INVESTIGADORES
LANUZA Guillermo Marcos
congresos y reuniones científicas
Título:
Simposio de expertos: Diversidad neuronal, una cuestión de tiempo y espacio
Autor/es:
LANUZA GM
Reunión:
Congreso; Reunión anual de la Sociedad Argentina de Biología; 2021
Institución organizadora:
Sociedad Argentina de Biología, SAB
Resumen:
Establishing neuronal diversity in the developing spinal cord: a matter of time and space. Diversidad neuronal en la médula espinal en desarrollo: una cuestión de tiempo y espacio. Guillermo Lanuza. Fundación Instituto Leloir, IIBBA-CONICET. Ciudad Autónoma de Buenos Aires, Argentina. Generation of neurons at the right time, location, and number is essential for building a functional nervous system. Considerable progress has been made in understanding the mechanisms that control the production of specialized neuronal types. Positional identity has emerged as a fundamental organizing principles governing neuronal subtype diversification. However, how timing of differentiation contributes to cell diversity in the developing spinal cord is still pending. We have identified the generation of neurons during advanced embryonic stages, at the ?gliogenic phase? previously considered non-neurogenic.
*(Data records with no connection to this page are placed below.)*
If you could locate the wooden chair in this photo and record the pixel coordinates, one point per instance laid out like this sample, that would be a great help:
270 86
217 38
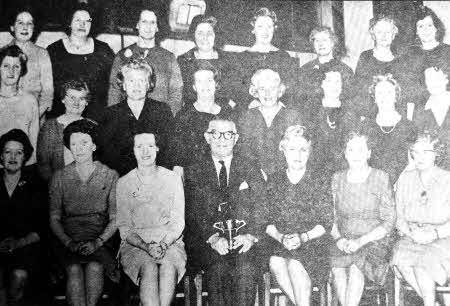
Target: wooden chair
401 287
384 295
280 299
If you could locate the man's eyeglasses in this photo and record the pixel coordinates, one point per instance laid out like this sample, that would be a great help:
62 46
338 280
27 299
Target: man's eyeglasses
226 135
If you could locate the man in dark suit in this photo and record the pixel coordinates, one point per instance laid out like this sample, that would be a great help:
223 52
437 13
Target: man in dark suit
219 188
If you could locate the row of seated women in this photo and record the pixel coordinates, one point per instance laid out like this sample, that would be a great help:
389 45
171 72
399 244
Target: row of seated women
326 110
301 223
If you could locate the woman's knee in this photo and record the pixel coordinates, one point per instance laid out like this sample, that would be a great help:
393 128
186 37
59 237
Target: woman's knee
277 264
94 267
148 268
74 271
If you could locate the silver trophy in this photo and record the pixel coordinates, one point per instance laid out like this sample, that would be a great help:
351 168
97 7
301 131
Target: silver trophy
230 228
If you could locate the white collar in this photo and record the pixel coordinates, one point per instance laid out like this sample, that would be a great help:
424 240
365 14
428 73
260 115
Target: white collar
438 102
256 103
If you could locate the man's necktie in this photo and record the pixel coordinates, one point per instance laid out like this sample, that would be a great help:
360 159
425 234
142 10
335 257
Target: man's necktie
223 175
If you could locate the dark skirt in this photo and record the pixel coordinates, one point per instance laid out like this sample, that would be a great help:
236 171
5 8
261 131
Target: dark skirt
27 258
313 255
103 256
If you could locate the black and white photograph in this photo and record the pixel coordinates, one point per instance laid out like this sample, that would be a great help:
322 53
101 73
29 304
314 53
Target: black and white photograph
224 153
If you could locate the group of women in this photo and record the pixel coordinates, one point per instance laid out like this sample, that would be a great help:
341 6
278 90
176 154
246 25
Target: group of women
330 144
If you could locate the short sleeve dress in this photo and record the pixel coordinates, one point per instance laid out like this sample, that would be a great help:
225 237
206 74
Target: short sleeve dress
298 208
433 257
155 212
359 209
391 144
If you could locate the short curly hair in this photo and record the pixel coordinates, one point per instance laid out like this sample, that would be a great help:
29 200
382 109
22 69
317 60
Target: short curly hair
294 132
264 12
75 84
385 78
137 65
18 136
85 126
339 49
381 17
15 51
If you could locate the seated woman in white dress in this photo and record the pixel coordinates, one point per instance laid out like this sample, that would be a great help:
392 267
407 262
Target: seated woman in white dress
422 255
150 217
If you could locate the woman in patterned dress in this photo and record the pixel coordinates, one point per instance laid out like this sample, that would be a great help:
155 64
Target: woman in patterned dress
150 217
422 255
303 202
364 216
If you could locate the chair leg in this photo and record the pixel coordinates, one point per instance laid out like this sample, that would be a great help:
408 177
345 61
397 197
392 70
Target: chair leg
187 291
329 293
199 288
399 293
266 277
323 295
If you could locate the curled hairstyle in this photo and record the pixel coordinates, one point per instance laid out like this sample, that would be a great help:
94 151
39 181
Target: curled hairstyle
13 18
82 7
145 129
385 78
339 49
199 19
75 84
293 133
424 11
265 12
262 74
137 65
85 126
18 136
373 22
15 51
361 133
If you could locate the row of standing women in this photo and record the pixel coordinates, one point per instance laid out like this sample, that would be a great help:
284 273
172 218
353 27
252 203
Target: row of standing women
322 104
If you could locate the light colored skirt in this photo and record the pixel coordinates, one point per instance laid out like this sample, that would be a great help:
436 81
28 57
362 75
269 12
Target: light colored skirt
132 259
433 257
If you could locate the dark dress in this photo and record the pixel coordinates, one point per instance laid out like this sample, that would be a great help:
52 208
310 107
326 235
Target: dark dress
189 143
367 67
188 65
94 68
310 80
246 63
23 213
390 146
117 129
411 71
85 208
425 121
259 143
298 208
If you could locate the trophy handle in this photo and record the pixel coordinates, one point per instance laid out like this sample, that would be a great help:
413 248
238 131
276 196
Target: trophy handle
240 223
219 226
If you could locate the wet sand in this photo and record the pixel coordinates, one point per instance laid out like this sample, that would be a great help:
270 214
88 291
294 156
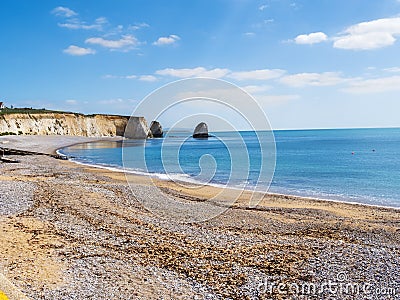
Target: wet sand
69 231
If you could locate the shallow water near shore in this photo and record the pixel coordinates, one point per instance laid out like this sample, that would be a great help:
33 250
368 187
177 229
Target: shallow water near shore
352 165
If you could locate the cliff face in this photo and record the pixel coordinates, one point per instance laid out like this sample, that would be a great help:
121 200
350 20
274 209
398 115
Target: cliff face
70 124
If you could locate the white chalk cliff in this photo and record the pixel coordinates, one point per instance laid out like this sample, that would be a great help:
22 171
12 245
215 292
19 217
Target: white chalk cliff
72 124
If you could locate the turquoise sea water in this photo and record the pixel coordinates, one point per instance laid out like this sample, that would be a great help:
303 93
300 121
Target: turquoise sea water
355 165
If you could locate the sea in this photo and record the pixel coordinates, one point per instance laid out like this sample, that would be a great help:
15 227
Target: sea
350 165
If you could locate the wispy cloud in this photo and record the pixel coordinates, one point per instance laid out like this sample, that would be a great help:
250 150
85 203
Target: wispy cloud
376 85
254 89
311 38
313 79
393 69
77 24
78 51
125 43
194 72
264 74
369 35
167 40
62 11
138 26
148 78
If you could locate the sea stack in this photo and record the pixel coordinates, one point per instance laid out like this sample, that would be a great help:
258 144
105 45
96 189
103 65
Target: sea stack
201 131
156 129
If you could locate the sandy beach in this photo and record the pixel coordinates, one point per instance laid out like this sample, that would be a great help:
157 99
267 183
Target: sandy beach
69 231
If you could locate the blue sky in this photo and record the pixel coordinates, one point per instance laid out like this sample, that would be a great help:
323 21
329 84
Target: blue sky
310 64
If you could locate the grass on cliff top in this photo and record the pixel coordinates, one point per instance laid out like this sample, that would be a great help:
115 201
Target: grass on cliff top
7 111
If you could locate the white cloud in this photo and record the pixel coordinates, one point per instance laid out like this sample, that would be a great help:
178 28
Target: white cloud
264 74
369 35
138 26
254 89
71 102
78 51
313 79
195 72
263 7
127 42
63 12
249 34
311 38
377 85
148 78
393 69
168 40
77 24
275 99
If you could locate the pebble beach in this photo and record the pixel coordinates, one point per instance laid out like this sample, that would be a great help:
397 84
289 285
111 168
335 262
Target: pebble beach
69 231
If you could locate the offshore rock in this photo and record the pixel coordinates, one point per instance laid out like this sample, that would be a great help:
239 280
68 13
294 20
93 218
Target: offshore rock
156 129
137 128
201 131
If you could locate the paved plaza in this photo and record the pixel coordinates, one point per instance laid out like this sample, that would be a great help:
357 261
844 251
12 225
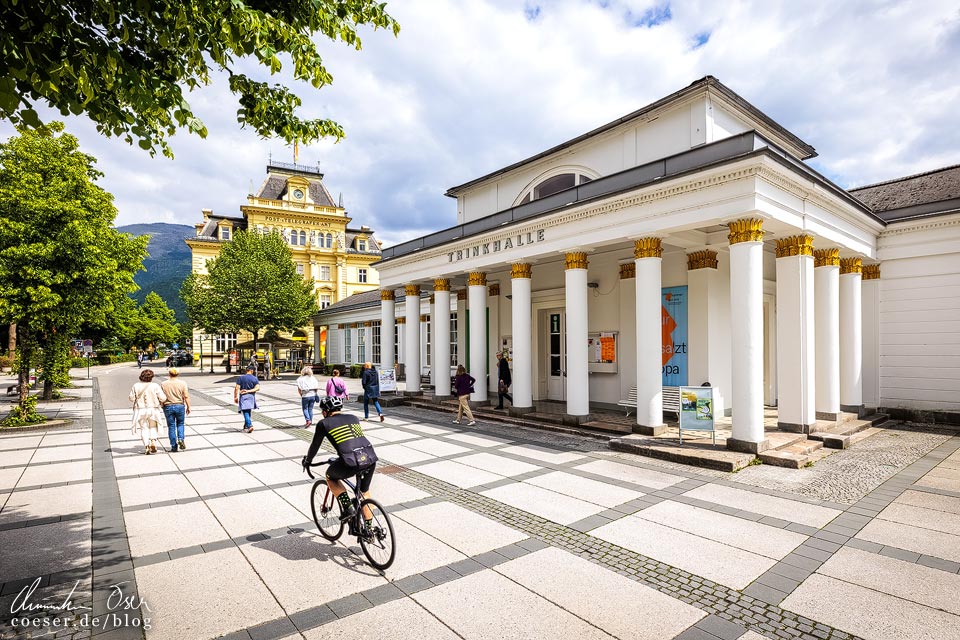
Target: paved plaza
502 533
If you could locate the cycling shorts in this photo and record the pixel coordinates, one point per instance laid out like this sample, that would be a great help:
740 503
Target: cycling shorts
340 471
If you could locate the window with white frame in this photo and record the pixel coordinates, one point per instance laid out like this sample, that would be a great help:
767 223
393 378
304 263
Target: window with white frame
226 341
453 340
375 342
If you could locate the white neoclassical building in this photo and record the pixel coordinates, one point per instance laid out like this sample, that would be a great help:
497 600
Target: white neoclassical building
685 243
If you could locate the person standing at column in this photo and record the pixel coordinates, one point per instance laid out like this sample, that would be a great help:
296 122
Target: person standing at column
463 387
504 381
176 408
309 389
147 398
371 390
245 395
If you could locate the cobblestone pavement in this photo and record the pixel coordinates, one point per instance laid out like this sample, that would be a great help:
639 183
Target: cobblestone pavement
503 532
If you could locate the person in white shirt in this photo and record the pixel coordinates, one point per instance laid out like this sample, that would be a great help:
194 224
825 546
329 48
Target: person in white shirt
308 386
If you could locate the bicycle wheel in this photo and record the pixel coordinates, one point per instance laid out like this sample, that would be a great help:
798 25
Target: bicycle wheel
377 540
325 512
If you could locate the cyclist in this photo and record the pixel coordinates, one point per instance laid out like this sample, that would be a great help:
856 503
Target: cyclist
355 453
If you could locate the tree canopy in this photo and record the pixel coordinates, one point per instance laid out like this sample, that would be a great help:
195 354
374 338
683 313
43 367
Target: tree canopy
253 284
62 264
126 63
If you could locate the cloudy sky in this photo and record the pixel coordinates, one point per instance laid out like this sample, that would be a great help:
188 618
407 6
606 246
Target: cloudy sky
470 86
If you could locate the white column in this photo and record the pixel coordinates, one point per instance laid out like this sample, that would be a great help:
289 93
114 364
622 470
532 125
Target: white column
851 336
578 374
746 334
411 349
796 409
387 323
440 319
647 265
477 299
871 335
520 280
826 277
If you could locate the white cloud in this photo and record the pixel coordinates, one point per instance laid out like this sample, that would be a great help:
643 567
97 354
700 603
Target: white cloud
470 86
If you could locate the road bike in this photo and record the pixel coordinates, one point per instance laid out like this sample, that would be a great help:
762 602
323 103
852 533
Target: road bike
376 539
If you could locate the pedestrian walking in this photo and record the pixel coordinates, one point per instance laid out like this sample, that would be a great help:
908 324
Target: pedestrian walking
463 385
308 387
337 388
371 390
504 382
147 398
245 395
176 408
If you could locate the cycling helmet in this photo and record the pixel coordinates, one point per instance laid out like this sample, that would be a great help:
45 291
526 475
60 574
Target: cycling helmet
331 404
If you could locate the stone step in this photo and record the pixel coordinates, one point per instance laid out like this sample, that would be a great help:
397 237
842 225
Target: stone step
706 456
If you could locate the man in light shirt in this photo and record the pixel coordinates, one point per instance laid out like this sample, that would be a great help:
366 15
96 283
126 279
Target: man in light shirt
176 408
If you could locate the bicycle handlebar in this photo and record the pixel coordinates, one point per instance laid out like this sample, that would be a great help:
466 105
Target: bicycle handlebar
306 467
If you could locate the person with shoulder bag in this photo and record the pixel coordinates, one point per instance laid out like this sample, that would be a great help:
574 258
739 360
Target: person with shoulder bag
309 388
463 385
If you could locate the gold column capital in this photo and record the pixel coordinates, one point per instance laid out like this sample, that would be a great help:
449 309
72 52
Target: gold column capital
850 265
576 260
705 259
521 270
801 245
745 230
826 258
648 248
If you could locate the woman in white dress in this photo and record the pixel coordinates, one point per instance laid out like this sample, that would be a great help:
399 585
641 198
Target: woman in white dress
147 398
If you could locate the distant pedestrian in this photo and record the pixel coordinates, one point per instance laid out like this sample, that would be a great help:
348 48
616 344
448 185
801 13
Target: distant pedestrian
336 387
463 385
371 390
308 387
245 395
504 382
176 408
147 398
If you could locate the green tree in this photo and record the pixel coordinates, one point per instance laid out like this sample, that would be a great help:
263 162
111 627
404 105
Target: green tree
62 264
126 63
252 284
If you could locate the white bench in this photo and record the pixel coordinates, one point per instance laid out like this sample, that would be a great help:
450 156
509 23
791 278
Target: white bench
671 400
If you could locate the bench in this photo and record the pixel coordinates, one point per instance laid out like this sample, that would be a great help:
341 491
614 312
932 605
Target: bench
671 400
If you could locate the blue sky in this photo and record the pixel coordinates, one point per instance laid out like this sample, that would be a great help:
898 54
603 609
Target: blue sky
470 86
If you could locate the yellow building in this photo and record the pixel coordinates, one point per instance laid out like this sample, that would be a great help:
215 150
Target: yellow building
294 202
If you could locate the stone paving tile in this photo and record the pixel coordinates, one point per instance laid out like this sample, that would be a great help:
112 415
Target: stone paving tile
597 595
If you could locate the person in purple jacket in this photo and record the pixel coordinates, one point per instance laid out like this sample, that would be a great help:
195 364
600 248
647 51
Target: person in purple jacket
463 385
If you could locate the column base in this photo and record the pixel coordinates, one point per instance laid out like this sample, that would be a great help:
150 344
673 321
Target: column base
745 446
645 430
793 427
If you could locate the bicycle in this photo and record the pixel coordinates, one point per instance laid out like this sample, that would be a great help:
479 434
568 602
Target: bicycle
376 540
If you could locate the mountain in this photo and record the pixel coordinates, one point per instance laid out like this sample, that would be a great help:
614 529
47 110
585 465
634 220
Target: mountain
168 262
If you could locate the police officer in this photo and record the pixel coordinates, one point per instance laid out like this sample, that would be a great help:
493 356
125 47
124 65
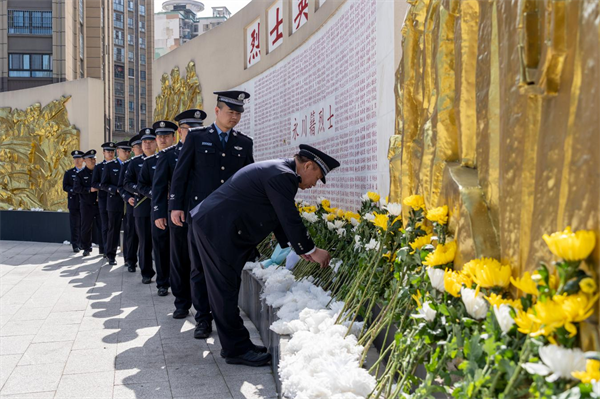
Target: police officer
179 276
88 201
130 238
114 203
141 208
209 157
165 135
228 225
108 151
73 199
These late neurogenic events exclusively give rise to CerebroSpinal Fluid-contacting Neurons (CSF cN), an anatomically discrete cell type of the ependymal area of the spinal cord. We identified that the transcription factors Ascl1, Gata3 and Gata2 sequentially control the specification of CSF-cNs. With genetic fate mappings and time-controlled deletions in the mouse, we demonstrate that CSF-cNs derive from progenitors expressing the proneural protein Ascl1, with Ascl1 triggering late neurogenesis in the amniote spinal cord. Ascl1 abrogation transforms prospective CSF-cN progenitors into ependymocytes, demonstrating that late spinal progenitors have the potential to produce neurons and that Ascl1 balances the neuronal and non-neuronal composition of the spinal central canal. Furthermore, downstream of Ascl1, the acquisition of the precise CSF-cN identity depends on the postmitotic action of the transcription factors Gata3 and Gata2. In summary, we demonstrate that Ascl1-Gata3/2 are essential components of the temporally restricted transcriptional program that sustains spinal cord late-born neuron specification.